It was a lovely night; a night for lonely highland tarns, and southern shores by Baiae; without a cloud to veil the brightness of the stars. A heavy dew pressed the odors from the grasses, and the deep glades of the avenue were pierced here and there with a broad beam of silvery moonlight, slanting through the massive boles of the trees, and falling white and serene across the turf. Through the park, with the gleam of the water ever and again shining through the branches of the foliage, Cecil started his horses; his groom he had sent away on reaching Richmond, for the same reason as the Countess had dismissed her barouche, and he wanted no servant, since, as soon as he had set down his liege lady at her protegee’s, he would drive straight back to Piccadilly. But he had not noticed what he noted now, that instead of one of his carriage-grays, who had fallen slightly lame, they had put into harness the young one, Maraschino, who matched admirably for size and color, but who, being really a hunter, though he had been broken to shafts as well, was not the horse with which to risk driving a lady.

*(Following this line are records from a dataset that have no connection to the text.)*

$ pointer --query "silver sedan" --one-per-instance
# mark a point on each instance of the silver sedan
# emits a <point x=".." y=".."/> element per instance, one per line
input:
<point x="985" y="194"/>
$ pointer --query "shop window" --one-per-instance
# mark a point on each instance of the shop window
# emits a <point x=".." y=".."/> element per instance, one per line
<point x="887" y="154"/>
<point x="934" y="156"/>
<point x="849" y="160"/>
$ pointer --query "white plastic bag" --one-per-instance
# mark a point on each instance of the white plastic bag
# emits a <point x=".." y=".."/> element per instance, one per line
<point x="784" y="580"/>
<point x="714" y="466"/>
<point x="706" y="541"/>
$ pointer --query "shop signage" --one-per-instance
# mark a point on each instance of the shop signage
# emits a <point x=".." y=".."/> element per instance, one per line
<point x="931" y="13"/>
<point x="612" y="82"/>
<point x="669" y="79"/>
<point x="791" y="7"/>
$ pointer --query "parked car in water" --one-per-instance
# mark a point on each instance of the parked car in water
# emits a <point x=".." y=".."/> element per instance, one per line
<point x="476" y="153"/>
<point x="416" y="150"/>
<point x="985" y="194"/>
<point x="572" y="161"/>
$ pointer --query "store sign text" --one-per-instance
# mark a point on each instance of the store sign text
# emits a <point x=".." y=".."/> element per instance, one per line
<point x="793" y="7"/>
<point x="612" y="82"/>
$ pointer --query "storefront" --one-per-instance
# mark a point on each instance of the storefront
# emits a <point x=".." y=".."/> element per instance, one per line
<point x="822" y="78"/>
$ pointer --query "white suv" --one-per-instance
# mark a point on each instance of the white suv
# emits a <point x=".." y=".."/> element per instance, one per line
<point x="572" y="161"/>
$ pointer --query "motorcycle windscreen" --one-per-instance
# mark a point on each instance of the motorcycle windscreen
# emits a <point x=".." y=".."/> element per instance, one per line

However, Beauty was a perfect whip and had the pair perfectly in hand, so that he thought no more of the change, as the grays dashed at a liberal half-speed through the park, with their harness flashing in the moonlight, and their scarlet rosettes fluttering in the pleasant air. The eyes beside him, the Titian-like mouth, the rich, delicate cheek, these were, to be sure, rather against the coolness and science that such a five-year-old as Maraschino required; they were distracting even to Cecil, and he had not prudence enough to deny his sovereign lady when she put her hands on the ribbons.

“The beauties! Give them to me, Bertie. Dangerous? How absurd you are; as if I could not drive anything? Do you remember my four roans at Longchamps?”

She could, indeed, with justice, pique herself on her skill; she drove matchlessly, but as he resigned them to her, Maraschino and his companion quickened their trot, and tossed their pretty thoroughbred heads, conscious of a less powerful hand on the reins.

“I shall let their pace out; there is nobody to run over here,” said her ladyship.

Maraschino, as though hearing the flattering conjuration swung off into a light, quick canter, and tossed his head again; he knew that, good whip though she was, he could jerk his mouth free in a second, if he wanted. Cecil laughed—prudence was at no time his virtue—and leaned back contentedly, to be driven at a slashing pace through the balmy summer’s night, while the ring of the hoofs rang merrily on the turf, and the boughs were tossed aside with a dewy fragrance. As they went, the moonlight was shed about their path in the full of the young night, and at the end of a vista of boughs, on a grassy knoll were some phantom forms—the same graceful shapes that stand out against the purple heather and the tawny gorse of Scottish moorlands, while the lean rifle-tube creeps up by stealth. In the clear starlight there stood the deer—a dozen of them, a clan of stags alone—with their antlers clashing like a clash of swords, and waving like swaying banners as they tossed their heads and listened.2

In an instant the hunter pricked his ears, snuffed the air, and twitched with passionate impatience at his bit; another instant and he had got his head, and, launching into a sweeping gallop, rushed down the glade.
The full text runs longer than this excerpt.